Instantly, connection was made, but instead of the expected sizzling, stinging sensation of a new Branch being added, a single, cohesive thought was set slamming into the network.
It wasn’t so much of a word as it was a concept, one that seemed less human and more animal in origin.
“NO”
The Hound flinched back in surprise as over half a heartbeat, 15s body vanished in a spray of red mist with a colossal pop.
It stared, just as we did, at the small molten crater that was left, trying to make sense of what had happened.
Then it turned to the sky and howled in frustration. My eyes widened, the unfamiliar feeling of true joy, and something like hope flooding through me.
It hadn’t lost, but it hadn’t won either. And it was hurt. Actually hurt. For all of its power, for all of its cruelty, it had been denied its prize.
More then that… the other Branches hadn’t regrown. They were gone, detached… dead. Truly and permanently.
Those souls were freed, and as I realized what this meant, I glanced to John, who merely muttered something indecipherable.
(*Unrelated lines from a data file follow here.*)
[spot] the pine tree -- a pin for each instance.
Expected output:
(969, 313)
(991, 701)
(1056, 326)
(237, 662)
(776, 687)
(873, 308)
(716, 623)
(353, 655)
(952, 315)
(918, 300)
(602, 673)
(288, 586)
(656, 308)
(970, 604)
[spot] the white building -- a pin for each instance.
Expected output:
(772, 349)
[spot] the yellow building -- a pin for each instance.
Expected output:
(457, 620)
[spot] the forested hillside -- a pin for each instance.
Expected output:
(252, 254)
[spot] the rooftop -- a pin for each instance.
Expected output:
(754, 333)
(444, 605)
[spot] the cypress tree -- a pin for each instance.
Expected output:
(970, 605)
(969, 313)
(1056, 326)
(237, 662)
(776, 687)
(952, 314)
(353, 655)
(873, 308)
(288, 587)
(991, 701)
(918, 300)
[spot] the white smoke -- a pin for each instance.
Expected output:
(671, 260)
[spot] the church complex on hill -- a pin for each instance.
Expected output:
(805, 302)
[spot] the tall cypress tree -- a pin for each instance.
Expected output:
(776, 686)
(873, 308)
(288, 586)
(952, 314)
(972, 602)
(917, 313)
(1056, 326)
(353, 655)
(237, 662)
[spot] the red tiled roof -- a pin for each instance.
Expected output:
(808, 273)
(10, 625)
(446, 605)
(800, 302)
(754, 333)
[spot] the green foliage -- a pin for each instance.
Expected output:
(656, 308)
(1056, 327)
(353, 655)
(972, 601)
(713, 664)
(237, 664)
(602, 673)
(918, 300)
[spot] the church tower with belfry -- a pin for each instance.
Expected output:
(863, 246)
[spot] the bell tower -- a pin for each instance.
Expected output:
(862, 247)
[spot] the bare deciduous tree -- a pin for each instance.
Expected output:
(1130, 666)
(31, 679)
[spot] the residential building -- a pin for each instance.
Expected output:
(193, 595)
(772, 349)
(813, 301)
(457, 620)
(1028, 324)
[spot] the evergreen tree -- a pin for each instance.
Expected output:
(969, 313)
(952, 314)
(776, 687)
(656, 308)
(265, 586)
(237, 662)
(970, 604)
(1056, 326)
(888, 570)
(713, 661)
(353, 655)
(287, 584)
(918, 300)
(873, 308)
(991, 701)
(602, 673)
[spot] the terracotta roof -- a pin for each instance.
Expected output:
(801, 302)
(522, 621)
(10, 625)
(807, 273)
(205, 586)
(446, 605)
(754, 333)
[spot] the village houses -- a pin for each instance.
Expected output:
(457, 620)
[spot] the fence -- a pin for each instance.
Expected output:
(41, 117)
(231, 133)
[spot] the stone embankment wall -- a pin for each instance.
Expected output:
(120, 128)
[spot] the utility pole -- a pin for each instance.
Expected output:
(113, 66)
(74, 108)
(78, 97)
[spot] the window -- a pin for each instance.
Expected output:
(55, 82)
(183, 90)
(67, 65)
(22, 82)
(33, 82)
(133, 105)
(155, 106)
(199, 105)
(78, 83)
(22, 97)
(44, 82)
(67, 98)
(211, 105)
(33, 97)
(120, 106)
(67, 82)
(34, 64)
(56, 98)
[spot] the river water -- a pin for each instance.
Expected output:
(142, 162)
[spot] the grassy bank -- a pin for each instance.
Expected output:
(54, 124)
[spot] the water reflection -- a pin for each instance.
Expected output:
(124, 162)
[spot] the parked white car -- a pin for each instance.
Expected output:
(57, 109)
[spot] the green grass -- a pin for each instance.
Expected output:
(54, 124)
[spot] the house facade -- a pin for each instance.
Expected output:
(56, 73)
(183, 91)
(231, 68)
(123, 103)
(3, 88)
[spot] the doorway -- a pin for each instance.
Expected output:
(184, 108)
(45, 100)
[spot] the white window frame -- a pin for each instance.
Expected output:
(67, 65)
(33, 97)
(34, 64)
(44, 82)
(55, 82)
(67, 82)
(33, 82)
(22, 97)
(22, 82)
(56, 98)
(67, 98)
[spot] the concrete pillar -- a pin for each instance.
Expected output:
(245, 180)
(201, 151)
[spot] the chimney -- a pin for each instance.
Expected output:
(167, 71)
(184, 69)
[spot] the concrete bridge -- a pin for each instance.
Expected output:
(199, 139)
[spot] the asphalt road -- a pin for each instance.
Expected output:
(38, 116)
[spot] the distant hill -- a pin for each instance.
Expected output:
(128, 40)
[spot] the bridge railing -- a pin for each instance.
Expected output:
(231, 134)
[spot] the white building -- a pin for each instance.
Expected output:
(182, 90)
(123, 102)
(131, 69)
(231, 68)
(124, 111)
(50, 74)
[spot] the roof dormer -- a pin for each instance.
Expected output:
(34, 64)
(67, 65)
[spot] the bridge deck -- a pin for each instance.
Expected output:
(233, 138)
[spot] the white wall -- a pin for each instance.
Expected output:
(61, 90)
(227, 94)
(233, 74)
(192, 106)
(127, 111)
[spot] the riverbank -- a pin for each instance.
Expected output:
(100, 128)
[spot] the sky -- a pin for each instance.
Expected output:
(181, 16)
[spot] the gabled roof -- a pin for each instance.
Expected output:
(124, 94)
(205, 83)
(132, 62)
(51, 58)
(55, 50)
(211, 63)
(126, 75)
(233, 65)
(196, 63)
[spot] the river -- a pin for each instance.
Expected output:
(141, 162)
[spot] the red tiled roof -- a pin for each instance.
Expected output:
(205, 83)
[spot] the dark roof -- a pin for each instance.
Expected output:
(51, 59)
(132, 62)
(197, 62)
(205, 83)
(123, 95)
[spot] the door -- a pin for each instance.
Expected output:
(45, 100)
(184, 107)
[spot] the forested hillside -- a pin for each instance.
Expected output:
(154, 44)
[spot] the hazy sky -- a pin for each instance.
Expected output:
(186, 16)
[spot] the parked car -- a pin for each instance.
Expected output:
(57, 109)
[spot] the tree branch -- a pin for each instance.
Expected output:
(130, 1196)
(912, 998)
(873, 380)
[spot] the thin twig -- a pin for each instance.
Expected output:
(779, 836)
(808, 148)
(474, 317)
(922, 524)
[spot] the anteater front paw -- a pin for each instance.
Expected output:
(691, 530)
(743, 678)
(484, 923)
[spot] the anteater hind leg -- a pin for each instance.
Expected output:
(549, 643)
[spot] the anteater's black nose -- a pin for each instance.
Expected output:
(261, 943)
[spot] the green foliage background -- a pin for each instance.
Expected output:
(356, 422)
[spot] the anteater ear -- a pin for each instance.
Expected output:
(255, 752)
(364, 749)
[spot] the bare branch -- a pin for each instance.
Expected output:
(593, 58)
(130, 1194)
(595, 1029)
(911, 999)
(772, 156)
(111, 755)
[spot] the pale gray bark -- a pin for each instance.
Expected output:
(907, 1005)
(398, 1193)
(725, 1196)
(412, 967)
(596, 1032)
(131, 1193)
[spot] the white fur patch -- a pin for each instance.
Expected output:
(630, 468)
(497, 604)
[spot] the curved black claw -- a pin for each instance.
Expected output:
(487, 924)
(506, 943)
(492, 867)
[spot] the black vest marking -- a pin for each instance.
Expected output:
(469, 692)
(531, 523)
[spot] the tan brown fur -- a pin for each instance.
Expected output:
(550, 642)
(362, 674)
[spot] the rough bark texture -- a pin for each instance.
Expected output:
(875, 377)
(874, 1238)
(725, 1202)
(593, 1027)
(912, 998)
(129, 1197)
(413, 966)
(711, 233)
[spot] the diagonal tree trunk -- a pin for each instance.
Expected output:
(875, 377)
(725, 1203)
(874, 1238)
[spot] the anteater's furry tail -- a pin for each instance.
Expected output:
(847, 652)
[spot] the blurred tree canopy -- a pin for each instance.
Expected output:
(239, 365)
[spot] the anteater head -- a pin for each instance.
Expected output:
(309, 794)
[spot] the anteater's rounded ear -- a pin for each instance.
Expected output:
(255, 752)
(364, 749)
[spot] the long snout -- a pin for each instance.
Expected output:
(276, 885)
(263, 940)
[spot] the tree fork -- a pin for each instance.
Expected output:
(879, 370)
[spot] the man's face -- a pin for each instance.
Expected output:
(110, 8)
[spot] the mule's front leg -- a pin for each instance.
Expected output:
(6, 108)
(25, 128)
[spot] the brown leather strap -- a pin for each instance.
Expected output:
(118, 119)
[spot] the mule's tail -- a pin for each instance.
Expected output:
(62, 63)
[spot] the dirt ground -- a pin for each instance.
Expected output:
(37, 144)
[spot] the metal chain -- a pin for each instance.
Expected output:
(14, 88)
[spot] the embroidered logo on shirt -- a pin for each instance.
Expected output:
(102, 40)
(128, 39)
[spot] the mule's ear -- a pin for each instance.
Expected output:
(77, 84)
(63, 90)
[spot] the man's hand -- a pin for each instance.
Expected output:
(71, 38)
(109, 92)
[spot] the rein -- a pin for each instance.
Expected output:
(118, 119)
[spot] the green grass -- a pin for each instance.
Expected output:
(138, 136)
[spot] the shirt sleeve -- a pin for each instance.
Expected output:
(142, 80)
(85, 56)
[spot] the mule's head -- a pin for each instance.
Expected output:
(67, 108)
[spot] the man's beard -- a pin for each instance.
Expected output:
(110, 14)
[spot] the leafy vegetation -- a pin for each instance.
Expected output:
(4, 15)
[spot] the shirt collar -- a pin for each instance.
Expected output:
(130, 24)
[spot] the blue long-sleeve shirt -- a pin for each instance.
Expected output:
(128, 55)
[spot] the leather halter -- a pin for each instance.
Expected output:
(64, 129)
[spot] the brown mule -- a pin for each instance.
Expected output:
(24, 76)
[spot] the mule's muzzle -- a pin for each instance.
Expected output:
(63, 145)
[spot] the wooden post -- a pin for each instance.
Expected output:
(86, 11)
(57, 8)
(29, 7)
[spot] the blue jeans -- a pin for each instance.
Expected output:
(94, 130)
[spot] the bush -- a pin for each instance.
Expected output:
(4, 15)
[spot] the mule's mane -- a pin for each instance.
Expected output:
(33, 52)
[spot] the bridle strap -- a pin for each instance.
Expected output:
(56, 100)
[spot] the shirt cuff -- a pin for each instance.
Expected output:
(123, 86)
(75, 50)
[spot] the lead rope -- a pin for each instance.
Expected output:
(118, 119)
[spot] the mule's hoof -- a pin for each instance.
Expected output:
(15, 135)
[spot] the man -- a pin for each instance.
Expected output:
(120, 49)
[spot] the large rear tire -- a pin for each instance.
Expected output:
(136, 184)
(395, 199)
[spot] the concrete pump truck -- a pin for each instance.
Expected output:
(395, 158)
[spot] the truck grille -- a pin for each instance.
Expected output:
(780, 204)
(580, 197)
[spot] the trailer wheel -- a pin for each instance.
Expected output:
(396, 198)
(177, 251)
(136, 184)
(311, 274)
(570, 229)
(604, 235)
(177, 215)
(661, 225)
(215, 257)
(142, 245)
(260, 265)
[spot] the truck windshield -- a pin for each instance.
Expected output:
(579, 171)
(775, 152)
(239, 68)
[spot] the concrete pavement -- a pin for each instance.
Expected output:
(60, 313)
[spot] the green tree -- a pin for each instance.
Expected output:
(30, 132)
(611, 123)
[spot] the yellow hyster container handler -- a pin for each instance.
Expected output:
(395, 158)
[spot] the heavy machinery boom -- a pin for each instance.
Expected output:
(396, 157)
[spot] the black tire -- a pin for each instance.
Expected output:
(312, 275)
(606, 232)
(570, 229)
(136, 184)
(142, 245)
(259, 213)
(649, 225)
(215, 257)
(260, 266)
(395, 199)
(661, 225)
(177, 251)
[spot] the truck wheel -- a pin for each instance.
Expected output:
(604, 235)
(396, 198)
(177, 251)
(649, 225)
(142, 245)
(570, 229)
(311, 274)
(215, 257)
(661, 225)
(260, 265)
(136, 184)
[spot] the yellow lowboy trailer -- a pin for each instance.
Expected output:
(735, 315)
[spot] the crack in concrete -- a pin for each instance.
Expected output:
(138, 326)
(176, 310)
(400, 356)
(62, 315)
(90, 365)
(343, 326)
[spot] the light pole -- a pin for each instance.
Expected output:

The Hound twitched and turned, and my body locked up as it glanced down at us. Even from forty feet out, it seemed to loom over us.
Dread flushed through me as I remembered my thoughts were not private, the malicious aura radiating from the black colossus crushing any hope that my momentary defiance of it went unnoticed.
I clenched my fists, taking care to push the warm feeling from holding John’s hand to the back of my mind as silently as I could manage.